The Syrian Observatory for Human Rights reported that the coalition had started scaling down its presence at Rmeilan airfield in the northeastern province of Hasakeh.
“On Thursday, some American forces withdrew from the Rmeilan military base in Hasakeh province,” said Rami Abdel Rahman, head of the Britain-based monitoring organisation.
“This is the first such pullout of American forces since the US president’s announcement” of a full troop withdrawal from Syria last month, he said.
The withdrawal of troops also coincided with a trip to the Middle East by US Secretary of State Mike Pompeo to reassure allies about the US plans to withdraw troops from Syria.

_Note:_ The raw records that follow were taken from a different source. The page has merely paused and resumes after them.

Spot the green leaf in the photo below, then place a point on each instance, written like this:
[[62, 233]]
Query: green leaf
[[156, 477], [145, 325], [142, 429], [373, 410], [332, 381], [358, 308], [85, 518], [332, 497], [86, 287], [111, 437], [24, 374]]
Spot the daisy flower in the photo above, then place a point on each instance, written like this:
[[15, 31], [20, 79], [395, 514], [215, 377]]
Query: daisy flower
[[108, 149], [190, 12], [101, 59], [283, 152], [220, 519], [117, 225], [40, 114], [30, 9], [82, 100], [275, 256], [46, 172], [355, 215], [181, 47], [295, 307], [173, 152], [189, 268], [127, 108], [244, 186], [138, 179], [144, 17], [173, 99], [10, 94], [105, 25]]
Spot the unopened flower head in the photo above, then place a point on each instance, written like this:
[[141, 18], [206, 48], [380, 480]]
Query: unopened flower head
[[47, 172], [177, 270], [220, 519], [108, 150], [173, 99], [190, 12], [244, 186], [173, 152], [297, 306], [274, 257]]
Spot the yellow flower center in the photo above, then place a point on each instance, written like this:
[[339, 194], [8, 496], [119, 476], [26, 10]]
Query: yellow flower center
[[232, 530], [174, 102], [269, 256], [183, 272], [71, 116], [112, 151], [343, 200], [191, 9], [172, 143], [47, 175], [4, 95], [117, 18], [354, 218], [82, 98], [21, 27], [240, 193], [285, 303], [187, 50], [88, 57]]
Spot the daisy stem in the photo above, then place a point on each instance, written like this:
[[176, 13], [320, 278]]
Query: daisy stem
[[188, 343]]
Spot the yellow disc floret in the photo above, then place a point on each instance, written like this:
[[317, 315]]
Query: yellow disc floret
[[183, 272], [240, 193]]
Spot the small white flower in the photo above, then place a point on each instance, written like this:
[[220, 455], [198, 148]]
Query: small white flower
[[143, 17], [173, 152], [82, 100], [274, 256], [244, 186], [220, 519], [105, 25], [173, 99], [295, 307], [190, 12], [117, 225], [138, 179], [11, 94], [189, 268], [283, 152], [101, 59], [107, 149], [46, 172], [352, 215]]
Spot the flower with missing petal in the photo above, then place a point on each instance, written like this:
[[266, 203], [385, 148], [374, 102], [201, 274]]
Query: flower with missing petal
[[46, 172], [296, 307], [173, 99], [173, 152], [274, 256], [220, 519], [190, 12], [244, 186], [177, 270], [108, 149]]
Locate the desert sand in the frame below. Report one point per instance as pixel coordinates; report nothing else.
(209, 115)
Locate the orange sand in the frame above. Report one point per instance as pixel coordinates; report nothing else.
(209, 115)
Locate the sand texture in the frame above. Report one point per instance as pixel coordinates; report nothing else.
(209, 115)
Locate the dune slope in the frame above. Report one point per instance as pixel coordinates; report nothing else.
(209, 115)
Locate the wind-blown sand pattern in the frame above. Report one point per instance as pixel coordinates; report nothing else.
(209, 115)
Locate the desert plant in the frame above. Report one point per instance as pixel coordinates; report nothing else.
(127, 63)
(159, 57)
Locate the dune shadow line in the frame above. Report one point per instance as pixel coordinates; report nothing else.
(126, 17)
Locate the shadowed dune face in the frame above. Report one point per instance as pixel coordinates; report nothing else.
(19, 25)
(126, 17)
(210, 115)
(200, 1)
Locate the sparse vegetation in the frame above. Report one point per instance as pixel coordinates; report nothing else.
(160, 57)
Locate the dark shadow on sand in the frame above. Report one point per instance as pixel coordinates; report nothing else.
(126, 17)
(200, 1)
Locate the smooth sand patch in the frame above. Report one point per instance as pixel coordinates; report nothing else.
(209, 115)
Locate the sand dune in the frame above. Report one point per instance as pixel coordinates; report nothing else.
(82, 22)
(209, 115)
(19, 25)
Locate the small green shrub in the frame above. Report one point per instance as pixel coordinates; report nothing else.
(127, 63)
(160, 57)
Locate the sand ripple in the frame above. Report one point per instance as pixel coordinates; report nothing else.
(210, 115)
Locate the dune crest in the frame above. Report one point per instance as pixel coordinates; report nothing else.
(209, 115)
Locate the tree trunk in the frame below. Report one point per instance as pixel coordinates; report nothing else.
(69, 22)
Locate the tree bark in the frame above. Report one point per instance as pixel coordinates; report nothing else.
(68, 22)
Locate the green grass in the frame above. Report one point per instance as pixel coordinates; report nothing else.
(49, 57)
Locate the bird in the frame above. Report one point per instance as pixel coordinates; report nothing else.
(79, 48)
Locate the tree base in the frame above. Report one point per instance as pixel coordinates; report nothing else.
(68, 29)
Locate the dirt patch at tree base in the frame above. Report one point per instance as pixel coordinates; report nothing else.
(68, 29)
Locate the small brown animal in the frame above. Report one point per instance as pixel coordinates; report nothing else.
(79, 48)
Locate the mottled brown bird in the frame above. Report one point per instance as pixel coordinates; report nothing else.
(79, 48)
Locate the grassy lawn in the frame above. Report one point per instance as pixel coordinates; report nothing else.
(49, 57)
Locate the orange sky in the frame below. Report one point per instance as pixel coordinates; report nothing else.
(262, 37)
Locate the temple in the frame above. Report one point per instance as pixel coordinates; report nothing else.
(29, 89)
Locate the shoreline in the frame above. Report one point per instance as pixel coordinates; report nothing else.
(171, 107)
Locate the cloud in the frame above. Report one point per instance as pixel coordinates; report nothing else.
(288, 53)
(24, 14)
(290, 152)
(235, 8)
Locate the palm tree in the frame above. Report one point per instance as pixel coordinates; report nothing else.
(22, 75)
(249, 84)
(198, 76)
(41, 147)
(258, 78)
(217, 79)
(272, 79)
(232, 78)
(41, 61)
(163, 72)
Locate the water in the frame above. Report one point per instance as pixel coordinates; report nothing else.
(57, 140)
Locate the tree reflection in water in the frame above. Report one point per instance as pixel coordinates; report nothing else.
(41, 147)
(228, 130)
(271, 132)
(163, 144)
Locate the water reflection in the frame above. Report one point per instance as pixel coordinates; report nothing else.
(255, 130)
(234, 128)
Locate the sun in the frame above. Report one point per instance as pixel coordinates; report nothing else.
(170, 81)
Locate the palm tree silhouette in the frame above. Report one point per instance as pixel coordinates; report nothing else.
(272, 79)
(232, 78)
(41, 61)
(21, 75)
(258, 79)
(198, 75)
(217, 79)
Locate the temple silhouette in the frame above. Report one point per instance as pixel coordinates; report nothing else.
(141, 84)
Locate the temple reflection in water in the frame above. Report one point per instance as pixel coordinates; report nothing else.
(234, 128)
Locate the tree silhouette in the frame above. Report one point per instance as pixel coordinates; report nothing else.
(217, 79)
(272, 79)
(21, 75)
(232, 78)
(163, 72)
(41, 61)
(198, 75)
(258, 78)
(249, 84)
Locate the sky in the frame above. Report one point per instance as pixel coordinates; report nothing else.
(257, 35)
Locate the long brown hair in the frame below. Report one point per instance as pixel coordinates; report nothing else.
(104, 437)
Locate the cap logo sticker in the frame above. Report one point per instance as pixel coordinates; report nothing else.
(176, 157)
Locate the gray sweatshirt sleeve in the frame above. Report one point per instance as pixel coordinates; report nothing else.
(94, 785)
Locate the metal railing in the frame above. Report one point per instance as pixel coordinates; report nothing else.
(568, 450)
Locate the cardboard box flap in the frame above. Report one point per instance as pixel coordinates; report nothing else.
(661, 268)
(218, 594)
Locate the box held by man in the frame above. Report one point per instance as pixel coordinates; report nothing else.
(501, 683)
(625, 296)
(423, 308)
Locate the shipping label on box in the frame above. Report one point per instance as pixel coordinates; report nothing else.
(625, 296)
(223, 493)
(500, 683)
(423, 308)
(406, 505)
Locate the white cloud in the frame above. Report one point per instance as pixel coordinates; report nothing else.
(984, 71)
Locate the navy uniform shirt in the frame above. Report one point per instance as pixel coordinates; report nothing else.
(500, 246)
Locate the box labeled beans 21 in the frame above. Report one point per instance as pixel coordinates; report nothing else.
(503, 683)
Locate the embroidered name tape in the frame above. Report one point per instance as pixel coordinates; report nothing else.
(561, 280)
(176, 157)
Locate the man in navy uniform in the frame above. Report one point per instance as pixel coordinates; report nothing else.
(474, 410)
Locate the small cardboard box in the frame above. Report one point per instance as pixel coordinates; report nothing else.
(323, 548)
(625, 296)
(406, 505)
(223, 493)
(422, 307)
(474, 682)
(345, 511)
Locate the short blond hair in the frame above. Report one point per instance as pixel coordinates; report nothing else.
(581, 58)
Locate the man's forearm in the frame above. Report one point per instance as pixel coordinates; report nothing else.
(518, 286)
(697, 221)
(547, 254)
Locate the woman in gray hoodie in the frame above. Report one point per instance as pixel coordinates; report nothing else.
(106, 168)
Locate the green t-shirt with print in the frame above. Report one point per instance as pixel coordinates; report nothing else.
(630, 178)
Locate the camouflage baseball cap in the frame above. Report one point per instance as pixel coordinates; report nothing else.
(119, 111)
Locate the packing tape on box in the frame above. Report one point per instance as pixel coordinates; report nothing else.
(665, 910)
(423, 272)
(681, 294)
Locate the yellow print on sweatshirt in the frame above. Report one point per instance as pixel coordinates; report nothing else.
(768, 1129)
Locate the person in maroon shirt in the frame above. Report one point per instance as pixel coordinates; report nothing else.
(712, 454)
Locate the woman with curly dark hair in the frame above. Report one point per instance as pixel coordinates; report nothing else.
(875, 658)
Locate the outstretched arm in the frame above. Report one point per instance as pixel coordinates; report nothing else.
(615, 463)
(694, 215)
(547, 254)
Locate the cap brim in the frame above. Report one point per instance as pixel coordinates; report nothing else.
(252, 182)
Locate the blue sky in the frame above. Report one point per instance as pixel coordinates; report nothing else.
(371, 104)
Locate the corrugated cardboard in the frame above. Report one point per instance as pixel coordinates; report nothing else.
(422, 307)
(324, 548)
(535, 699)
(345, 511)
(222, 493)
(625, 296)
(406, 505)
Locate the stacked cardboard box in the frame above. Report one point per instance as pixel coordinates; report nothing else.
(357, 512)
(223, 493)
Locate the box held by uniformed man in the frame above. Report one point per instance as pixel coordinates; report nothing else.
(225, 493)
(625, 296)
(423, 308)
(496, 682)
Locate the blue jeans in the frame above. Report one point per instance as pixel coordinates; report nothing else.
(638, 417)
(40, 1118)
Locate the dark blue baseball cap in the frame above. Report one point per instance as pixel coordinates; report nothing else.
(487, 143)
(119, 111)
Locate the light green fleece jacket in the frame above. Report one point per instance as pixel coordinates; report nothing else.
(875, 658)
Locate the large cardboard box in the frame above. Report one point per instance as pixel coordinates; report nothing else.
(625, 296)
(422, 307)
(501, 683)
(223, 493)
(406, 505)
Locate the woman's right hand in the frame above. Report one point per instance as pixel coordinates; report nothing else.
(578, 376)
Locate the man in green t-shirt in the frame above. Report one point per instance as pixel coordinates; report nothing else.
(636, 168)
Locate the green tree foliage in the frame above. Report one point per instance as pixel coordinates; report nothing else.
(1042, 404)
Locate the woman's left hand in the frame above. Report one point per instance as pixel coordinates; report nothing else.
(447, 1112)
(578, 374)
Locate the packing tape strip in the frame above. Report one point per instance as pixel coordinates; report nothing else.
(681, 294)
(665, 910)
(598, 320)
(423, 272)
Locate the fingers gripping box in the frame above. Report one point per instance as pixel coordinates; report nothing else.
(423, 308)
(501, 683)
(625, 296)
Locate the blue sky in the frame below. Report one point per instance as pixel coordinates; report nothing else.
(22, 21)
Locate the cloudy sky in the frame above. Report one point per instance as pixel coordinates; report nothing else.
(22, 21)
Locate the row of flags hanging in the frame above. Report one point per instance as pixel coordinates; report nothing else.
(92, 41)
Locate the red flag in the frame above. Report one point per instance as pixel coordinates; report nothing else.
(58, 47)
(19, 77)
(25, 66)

In his keynote speech at the American University in Cairo on Thursday, Pompeo described the US as a “force for good” and said it remained committed to the “complete dismantling” of the threat posed by the ISIL group.
Turkey says will launch attack
The US-led coalition, which includes countries such as France and Britain, was formed in mid-2014 to counter ISIL’s expansion after it proclaimed its self-styled “caliphate”.
The coalition supported the Kurdish-led Syrian Democratic Forces (SDF) in the fight against the ISIL.
Last month, US President Donald Trump said he had ordered the withdrawal of all US forces in Syria, which are believed to number around 2,000.
Trump said the ISIL had been completely defeated and that the US troops could therefore come home.
His announcement, which came after a phone call with Turkish President Recep Tayyip Erdogan, was criticised even within his own camp and is already having major repercussions on the nearly eight-year-old conflict.
Washington’s Kurdish allies in northern Syria fear the withdrawal will open the way for Turkey to mount a long-threatened offensive against their area.
Turkey, which views the dominant Syrian Kurdish groups as a national security threat, indicated it may attack Syria.
On Thursday, Turkish Foreign Minister Mevlut Cavusoglu said Ankara will go ahead with an offensive against Syrian Kurdish fighters in Syria if the US delays the withdrawal of its troops.
US National Security Adviser John Bolton suggested on Tuesday that protecting the Kurds would be a pre-condition of the US withdrawal, drawing a rebuke from Erdogan who called his comments “a serious mistake”.